Cc'ing Lai, Gu and Kamezawa as they've been working in the area for a
while now.  Gu, is this related to what you've been working on?

Thanks.

On Fri, May 08, 2015 at 07:16:40PM +0800, Song Xiumiao wrote:
> From: songxiumiao <songxiumiao@inspur.com>
> 
> By analysing the bug function call trace,we find that create_worker
> function will alloc the memory from node0.Because node0 is offline,
> the allocation is failed.
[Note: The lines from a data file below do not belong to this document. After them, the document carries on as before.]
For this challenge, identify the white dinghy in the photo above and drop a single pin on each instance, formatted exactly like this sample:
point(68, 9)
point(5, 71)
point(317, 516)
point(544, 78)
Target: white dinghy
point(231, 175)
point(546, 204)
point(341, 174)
Then we add a condition to ensure the node
> is online and system can alloc memory from a node that is online.
> 
> Follow is the bug information:
> [root@localhost ~]# echo 1 > /sys/devices/system/cpu/cpu90/online
> [  225.611209] smpboot: Booting Node 2 Processor 90 APIC 0x40
> [18446744029.482996] kvm: enabling virtualization on CPU90
> [  225.725503] TSC synchronization [CPU#43 -> CPU#90]:
> [  225.730952] Measured 672516581900 cycles TSC warp between CPUs, turning off TSC clock.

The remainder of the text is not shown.